Many deaths will come electronically from ground, air and sea. The mechanics of war have come to such a pass that missiles, bombs, smart and non-smart, will be set loose in a massive hurricane. Those who deal death will not see those they kill, unless infantry soldiers close in on an objective and concealed enemy soldiers return fire. The caves and mountain labyrinths of Tora Bora in Afghanistan bear witness to that. And yet for all their sophisticated sleuthing, spy satellites, night googles, equipment that could hear enemy breathing distances away, spot them from pilotless Predators, they couldn’t locate and catch Osama bin Laden.

So in lieu of Osama, Hussein will have to go?

There is the widespread contention America’s victory over Iraq, again if there should be war, will be a Pyrrhic victory. Briefly, a victory where the winner loses a lot and the loser does not lose much. The legend and myth of America was that it was and remains a model for the world. It was a jewel of a spin-off from the Old World. Here real democracy took root. Here Abraham Lincoln was able to majestically intone "Four score and seven years ago, a new nation was born in this continent, a nation dedicated to the proposition that all men are created equal." Here, the Liberty Bell in Philadelphia tolled freedom for a nation that fought heroically for human rights. Here, the Federalist Papers crafted the democratic jewels of the world’s biggest immigrant nation. And also here, the Statue of Liberty lifted its lamp beside the Golden Door.

Are we seeing a different America today?

Maybe we are. Pax Americana has spread far and wide. Its economy is the wonder of the world, lifting productivity to heights never imagined, like the magic of cyberspace and Internet. The bulk of those who win the Nobel Prize in science, economy, physics and medicine are Americans. Its military is equally the wonder of the world, almost fully mechanized, its missiles travelling hundreds, if not thousands, of miles to hit an outthrust cigar on target. There is nothing like Las Vegas, nothing like Disneyland, nothing like Rockefeller Center, nothing like its oversize supermarkets and shopping malls swollen with everything money can buy.

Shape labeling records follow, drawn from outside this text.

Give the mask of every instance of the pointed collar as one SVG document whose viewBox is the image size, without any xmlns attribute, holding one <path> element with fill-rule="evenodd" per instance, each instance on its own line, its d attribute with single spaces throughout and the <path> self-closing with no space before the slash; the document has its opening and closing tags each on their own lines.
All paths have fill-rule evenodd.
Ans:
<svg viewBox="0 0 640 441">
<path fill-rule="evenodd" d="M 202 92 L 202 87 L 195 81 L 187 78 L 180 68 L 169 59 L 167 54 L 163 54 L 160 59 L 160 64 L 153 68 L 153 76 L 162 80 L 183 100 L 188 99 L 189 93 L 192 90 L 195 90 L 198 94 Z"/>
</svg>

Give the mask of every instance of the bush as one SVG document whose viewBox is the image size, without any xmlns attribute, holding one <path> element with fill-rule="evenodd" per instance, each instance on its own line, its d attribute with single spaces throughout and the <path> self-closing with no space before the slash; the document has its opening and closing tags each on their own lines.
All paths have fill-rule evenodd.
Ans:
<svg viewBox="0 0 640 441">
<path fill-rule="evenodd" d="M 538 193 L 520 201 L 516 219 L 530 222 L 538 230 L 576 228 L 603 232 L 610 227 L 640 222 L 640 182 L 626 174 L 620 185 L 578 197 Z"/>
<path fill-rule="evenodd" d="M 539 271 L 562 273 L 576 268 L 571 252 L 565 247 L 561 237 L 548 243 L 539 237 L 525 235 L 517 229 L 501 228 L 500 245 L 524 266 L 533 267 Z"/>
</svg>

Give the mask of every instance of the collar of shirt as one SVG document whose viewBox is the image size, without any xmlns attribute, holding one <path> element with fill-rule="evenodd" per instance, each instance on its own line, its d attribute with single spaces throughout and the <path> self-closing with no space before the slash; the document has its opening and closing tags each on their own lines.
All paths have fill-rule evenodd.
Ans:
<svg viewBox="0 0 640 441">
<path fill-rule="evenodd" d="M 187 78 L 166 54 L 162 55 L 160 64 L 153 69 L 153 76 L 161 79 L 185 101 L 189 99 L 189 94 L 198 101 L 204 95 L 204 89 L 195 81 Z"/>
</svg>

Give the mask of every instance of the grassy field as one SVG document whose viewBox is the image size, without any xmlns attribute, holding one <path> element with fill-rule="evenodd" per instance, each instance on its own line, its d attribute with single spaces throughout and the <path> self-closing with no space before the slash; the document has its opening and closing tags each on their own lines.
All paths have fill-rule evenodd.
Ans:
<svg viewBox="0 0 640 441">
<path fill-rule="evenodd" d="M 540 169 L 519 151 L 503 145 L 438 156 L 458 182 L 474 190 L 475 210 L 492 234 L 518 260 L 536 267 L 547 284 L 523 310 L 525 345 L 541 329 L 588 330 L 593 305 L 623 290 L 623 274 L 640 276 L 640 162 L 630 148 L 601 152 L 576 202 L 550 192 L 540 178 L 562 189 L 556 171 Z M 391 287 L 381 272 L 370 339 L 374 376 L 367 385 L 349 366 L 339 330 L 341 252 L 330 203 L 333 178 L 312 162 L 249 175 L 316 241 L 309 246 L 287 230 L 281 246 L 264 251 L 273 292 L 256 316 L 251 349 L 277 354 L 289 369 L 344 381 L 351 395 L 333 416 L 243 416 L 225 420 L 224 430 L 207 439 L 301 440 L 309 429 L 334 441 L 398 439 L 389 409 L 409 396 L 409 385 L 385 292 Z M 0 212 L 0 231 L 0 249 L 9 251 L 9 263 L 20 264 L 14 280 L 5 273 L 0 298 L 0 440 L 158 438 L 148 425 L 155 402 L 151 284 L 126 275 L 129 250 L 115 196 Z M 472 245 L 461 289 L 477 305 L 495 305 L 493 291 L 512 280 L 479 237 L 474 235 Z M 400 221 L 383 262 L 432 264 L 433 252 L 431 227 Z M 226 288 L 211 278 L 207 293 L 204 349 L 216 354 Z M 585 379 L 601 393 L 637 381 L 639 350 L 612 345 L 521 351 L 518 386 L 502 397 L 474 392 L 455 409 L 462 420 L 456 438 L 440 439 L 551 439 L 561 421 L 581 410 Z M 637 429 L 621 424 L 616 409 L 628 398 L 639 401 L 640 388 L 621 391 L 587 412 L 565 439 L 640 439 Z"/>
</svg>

In the course of pursuing untold wealth and power, America however has lost something. Overly proud of themselves, the present leaders of America have come to believe their institutions are models for the whole of humanity. And the world only can achieve peace, harmony and progress if it is transformed in the image of America. Other cultures, other civilizations, thousands of years older than the United States, must now march to the American drum, to the American banner. And so America is now perceived as a bully, an overgrown brat, a burly policeman dictating international traffic, now talking loudly and carrying a big stick.

And so Iraq. And so America will not be denied.